There have been a lot of rumors and headlines over the last several days involving Brexit. This has a major influence on the algo-driven British pound/US dollar pair. As we have seen for quite some time, the market will react to every tweet, rumor, and headline. At this point, it looks likely that the latest rumors have set the British pound on fire.

Major confluence of resistance

The British pound is currently at a major confluence of resistance. The 50% Fibonacci retracement level is being tested, which is obviously an area that will attract a lot of attention. Beyond that, the 1.2750 level has been crucial support and resistance more than once. As the market approaches that area, it’s very unlikely to simply shoot through. All things being equal, the market has shot straight through the ceiling as the rumor mill continues to drive a lot of hope into the market, or perhaps just simple “short-covering.”

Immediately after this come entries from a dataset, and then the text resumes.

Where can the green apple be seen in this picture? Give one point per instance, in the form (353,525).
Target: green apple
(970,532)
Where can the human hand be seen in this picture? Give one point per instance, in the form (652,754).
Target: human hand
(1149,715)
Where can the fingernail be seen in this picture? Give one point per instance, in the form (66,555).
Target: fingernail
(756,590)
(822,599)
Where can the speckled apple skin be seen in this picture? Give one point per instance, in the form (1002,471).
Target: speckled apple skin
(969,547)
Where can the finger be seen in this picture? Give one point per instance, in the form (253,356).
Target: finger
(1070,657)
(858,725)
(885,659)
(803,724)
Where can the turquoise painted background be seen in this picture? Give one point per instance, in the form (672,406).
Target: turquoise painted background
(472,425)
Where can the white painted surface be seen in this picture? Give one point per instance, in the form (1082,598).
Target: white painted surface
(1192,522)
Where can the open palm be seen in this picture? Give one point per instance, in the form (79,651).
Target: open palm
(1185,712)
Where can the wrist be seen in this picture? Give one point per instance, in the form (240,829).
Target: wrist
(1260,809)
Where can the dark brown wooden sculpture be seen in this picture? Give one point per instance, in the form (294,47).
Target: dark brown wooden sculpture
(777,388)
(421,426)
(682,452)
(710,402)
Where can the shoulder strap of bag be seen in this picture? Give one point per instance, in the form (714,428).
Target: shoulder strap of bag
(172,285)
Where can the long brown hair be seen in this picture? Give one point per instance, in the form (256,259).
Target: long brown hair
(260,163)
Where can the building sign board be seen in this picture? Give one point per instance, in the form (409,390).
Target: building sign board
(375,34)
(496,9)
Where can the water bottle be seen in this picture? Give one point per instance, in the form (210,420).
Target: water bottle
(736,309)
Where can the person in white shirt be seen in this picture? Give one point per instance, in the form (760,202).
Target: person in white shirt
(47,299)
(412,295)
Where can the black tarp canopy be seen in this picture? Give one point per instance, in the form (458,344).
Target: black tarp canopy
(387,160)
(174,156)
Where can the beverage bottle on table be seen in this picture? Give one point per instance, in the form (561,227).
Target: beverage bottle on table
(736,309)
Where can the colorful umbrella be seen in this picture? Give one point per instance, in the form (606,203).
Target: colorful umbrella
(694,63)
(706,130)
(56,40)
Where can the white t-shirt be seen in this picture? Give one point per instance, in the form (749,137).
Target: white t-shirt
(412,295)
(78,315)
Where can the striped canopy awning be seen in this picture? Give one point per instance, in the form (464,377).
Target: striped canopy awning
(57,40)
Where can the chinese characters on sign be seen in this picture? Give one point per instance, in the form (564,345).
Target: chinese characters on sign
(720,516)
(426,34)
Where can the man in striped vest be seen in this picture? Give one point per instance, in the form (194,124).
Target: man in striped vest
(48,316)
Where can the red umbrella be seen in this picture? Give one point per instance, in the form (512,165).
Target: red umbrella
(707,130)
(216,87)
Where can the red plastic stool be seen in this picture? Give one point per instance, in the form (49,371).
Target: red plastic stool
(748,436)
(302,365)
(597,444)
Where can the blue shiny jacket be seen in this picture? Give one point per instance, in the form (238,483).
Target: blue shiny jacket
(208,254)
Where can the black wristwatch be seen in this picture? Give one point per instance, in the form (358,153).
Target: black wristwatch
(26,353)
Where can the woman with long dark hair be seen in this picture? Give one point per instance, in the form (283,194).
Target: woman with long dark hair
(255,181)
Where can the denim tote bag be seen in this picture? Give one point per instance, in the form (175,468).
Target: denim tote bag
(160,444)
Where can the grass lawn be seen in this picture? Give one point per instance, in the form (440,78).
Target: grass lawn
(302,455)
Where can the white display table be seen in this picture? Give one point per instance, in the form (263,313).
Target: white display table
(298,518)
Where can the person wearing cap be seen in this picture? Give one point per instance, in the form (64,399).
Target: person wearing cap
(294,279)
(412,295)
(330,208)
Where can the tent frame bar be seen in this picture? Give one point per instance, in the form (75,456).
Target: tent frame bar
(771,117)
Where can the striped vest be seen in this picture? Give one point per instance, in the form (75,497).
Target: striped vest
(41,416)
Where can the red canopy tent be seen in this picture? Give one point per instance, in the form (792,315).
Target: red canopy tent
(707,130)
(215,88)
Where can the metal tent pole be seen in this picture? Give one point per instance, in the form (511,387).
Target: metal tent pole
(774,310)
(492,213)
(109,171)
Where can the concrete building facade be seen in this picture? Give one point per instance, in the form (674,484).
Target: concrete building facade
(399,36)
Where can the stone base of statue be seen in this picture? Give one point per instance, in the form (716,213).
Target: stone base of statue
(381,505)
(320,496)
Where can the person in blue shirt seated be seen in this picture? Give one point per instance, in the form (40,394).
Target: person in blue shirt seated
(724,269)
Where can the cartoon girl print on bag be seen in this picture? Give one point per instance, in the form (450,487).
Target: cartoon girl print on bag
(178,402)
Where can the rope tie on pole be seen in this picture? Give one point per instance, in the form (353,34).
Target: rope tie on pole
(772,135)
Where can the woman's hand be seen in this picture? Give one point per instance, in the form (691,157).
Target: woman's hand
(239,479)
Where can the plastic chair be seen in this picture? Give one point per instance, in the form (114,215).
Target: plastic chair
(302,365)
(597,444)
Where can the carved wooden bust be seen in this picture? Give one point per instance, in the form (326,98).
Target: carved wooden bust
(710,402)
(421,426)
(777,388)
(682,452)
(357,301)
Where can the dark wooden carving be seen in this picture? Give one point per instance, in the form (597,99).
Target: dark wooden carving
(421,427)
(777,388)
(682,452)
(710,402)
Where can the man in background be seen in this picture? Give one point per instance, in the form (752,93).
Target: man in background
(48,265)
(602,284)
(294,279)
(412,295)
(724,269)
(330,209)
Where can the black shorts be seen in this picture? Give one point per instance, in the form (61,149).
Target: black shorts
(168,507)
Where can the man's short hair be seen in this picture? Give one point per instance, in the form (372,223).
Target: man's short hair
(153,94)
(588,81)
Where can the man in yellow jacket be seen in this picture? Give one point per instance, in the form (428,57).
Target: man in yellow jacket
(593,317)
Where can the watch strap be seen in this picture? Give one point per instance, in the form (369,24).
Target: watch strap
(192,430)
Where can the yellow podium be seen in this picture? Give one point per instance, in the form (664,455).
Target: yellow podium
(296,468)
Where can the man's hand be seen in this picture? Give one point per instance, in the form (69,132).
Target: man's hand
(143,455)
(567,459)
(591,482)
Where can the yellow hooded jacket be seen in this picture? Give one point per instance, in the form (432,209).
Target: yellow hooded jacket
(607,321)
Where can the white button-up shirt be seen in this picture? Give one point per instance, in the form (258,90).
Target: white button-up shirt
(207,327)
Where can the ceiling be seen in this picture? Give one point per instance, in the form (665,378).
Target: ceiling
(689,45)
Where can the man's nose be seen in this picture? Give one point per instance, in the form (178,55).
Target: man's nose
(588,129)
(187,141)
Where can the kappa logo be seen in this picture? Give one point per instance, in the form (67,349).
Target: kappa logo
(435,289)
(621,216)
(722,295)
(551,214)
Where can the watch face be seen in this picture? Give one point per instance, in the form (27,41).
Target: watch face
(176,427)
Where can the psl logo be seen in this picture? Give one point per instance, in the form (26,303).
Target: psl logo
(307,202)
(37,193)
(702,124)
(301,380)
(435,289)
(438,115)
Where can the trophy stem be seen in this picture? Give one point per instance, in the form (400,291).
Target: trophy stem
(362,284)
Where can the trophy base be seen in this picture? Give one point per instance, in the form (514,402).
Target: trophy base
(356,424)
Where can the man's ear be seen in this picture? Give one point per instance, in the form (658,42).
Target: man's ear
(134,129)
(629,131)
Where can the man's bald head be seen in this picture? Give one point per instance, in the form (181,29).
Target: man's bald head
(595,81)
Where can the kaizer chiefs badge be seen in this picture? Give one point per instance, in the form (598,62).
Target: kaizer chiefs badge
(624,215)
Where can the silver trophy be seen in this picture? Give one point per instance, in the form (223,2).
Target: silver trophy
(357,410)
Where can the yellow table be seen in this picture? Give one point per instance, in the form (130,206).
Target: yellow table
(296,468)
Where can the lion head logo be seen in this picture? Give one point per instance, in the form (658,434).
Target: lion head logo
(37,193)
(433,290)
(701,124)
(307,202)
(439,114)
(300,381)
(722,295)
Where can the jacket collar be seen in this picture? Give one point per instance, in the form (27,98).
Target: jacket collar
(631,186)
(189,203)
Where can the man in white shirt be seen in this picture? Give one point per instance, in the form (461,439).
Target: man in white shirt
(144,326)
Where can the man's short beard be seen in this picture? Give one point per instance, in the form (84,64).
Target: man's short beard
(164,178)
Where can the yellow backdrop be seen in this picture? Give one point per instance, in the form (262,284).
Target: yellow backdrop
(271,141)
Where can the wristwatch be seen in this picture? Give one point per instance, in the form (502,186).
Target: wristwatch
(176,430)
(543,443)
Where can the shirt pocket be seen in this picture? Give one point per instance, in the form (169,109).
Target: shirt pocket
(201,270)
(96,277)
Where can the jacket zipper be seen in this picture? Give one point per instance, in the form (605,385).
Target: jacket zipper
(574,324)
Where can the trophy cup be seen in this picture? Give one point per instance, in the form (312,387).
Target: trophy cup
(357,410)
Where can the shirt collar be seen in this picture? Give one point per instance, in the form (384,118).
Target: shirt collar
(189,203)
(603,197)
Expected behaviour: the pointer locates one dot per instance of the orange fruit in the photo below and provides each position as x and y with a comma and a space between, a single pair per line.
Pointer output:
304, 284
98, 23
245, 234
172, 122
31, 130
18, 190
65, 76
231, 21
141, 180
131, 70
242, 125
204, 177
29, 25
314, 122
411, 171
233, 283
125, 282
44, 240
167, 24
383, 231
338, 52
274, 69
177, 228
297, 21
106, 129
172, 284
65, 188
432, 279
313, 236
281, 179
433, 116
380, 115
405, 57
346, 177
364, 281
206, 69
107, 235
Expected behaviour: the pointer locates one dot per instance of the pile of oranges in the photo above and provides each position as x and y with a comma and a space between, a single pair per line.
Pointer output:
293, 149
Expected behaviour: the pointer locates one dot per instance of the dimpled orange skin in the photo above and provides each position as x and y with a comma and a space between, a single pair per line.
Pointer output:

markets wish to get some type of confirmation on all of the noise coming out of the Irish leadership, and of course Boris Johnson

The 50-week EMA is also offering resistance. At this point, the question remains whether or not there is going to be some type of deal. Recently, the market has seen an extreme amount of volatility and shot to the upside. Ultimately, though, the momentum will slow down as the markets wish to get some type of confirmation on all of the noise coming out of the Irish leadership, and of course Boris Johnson. While they do talk about the possibility of a trade deal being made, the reality is more uncertain.

Trading this market

There are a couple of different possibilities when it comes to trading the British pound going forward. The market obviously has a lot of bullish pressure underneath suddenly, but it would only take one negative tweet to turn this market completely around. If it is an actual trend change, then waiting for a simple pullback is about the only thing you can do. You are either already long of this pair, or you are waiting for an opportunity to go long. However, if things fall apart and turn around, this market is going to fall 200 pips in the blink of an eye.

Because of this, the British pound is something you should trade very lightly, and with smaller than usual positions. However, if the market continues to go higher, then you can add to what should be a longer-term trend back towards the historical norms which are well above here – perhaps closer to the 1.60 region or so.

At this point, the British pound is oversold from a longer-term standpoint. But from the short-term standpoint, this was all based on headlines and conjecture, and no concrete evidence.